As we have established, a true SaaS solution is one which is not installed locally on your network, as with traditional software packages, but one you access over the internet and pay for on a monthly or annual basis. You likely access it via your favourite web browser or mobile device and all aspects of the hosting, maintenance and updating of the application are managed for you.
Once the SaaS buzzword ball got rolling though, it wasn’t long before businesses wanted to be seen to be “doing SaaS” to avoid feeling left behind and the use of the term began to spread beyond this initial meaning and into other areas. Non web-based applications that were subscription licensed joined the SaaS bandwagon first and my first realisation that my buzzword theory was complete came earlier this year when in a meeting with a fellow IT professional I was told: “Oh yes we are into SaaS as well – we take our application and install it on our client’s existing servers all the time.” Bingo, SaaS now appears to simply mean, software.

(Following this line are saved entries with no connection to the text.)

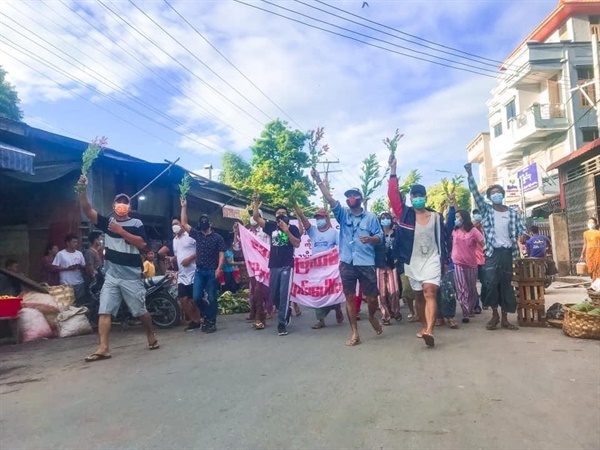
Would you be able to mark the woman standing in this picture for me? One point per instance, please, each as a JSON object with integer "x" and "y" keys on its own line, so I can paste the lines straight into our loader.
{"x": 387, "y": 275}
{"x": 591, "y": 248}
{"x": 465, "y": 240}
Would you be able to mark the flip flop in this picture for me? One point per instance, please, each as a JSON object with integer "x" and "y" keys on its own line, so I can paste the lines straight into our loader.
{"x": 97, "y": 357}
{"x": 429, "y": 340}
{"x": 353, "y": 342}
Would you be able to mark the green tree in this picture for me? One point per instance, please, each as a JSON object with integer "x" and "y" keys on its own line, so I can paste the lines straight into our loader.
{"x": 235, "y": 170}
{"x": 9, "y": 99}
{"x": 371, "y": 178}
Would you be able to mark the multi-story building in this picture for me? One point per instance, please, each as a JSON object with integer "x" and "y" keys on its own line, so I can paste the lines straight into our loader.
{"x": 538, "y": 113}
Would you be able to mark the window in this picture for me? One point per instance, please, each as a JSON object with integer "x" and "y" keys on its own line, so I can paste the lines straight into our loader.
{"x": 511, "y": 113}
{"x": 498, "y": 129}
{"x": 589, "y": 134}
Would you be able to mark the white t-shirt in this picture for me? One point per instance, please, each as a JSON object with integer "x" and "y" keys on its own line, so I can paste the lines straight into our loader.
{"x": 183, "y": 247}
{"x": 66, "y": 259}
{"x": 501, "y": 224}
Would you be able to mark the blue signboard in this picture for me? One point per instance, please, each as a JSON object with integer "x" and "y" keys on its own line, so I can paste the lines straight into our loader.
{"x": 529, "y": 178}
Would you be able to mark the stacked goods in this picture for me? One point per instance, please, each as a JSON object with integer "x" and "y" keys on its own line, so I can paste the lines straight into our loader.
{"x": 233, "y": 304}
{"x": 582, "y": 321}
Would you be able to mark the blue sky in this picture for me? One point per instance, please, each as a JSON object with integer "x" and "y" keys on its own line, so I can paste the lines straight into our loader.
{"x": 360, "y": 94}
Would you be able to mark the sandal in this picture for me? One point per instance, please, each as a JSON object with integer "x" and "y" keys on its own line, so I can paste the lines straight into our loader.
{"x": 318, "y": 325}
{"x": 352, "y": 342}
{"x": 97, "y": 357}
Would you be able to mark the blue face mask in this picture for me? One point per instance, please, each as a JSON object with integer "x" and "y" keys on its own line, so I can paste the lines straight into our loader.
{"x": 497, "y": 198}
{"x": 419, "y": 202}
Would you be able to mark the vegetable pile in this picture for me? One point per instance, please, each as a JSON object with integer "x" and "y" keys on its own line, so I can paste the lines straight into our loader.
{"x": 234, "y": 304}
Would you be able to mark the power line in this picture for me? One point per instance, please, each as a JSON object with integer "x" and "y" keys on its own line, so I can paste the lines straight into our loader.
{"x": 364, "y": 42}
{"x": 180, "y": 64}
{"x": 381, "y": 40}
{"x": 495, "y": 61}
{"x": 231, "y": 63}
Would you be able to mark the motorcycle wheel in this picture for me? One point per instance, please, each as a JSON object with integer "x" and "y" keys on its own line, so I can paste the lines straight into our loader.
{"x": 164, "y": 310}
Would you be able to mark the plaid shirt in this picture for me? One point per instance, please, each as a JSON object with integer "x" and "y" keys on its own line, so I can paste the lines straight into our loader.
{"x": 516, "y": 228}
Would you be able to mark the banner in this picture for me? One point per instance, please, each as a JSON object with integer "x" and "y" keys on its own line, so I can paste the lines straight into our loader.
{"x": 315, "y": 281}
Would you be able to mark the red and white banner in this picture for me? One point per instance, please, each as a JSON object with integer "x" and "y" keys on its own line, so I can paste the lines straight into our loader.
{"x": 316, "y": 279}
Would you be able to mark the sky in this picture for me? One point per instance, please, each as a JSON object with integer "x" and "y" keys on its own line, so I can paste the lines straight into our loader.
{"x": 160, "y": 89}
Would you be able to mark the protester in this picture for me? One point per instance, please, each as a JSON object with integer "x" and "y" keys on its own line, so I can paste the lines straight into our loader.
{"x": 48, "y": 269}
{"x": 284, "y": 238}
{"x": 323, "y": 237}
{"x": 480, "y": 261}
{"x": 210, "y": 258}
{"x": 70, "y": 263}
{"x": 92, "y": 256}
{"x": 149, "y": 270}
{"x": 502, "y": 228}
{"x": 124, "y": 238}
{"x": 360, "y": 232}
{"x": 422, "y": 247}
{"x": 387, "y": 274}
{"x": 258, "y": 297}
{"x": 465, "y": 241}
{"x": 591, "y": 248}
{"x": 184, "y": 249}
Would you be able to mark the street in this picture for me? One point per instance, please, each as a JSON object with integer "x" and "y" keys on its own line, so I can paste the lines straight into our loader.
{"x": 239, "y": 388}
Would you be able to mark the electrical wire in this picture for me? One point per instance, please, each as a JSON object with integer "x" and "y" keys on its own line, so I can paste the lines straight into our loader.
{"x": 364, "y": 42}
{"x": 231, "y": 63}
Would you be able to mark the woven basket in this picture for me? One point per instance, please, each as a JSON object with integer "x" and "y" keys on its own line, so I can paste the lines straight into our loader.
{"x": 579, "y": 324}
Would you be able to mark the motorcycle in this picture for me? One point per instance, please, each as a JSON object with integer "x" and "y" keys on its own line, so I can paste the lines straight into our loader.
{"x": 161, "y": 302}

As I said before, you may be thinking that this isn’t much of a problem and words change meaning all the time – apparently “nice” used to be far from a complement (more great examples here). I guess my issue is not with the use of the word but the motive behind the change. It is driven by the need to keep up and the fact that this company or that competitor advertises SaaS so we must do so to.
What we all need to do is look beyond the buzzword. SaaS is a great model for software delivery but it isn’t suitable for all scenarios and is plain wrong for some people/applications. The right solution is the one that matches your business’ needs, not just the one that is labelled SaaS. If you’re not doing it the SaaS way it doesn’t mean you’re doing it wrong and as developers and IT professionals we need to be brave enough to call non-SaaS solutions what they are and not feel pressured to shoehorn every application we create and sell into the ever-widening SaaS bracket.
In my current sector of information management and the engineering world the software market is dominated by large, multi-functional packages which have significant installation overhead and require extensive configuration. SaaS can be a breath of fresh air in this arena as it gives organisations the opportunity to pay for the software as they need it and have the ability to respond quickly to change by turning on and off areas of functionality, scaling up or down and taking advantage of always up-to-date applications. Businesses are finding the SaaS approach gives them a flexibility they have not been used to in the past and for many it is the common sense route.
However, consumers of software products should be encouraged by suppliers who can offer expertise in a range of different delivery options including, but not limited to, SaaS and not be influenced by the ability to use a term because they think that is what you want to hear. There are perfectly good reasons that SaaS isn’t for you and you shouldn’t be frightened if this is the case. Ultimately you want a solution that works best for you, anything else is irrelevant.
But how will you know if SaaS is for you? In fact, how can you be sure of anything if the label SaaS pops up everywhere you turn? I agree, it’s difficult. My advice is to look beyond the phrases and ask for more detail. Deal with people who can explain their solutions in your terminology, not hide behind a long list of words it is fashionable to nod along to. Ask more questions until you’re happy you understand and more often than not you will be much happier with the end result.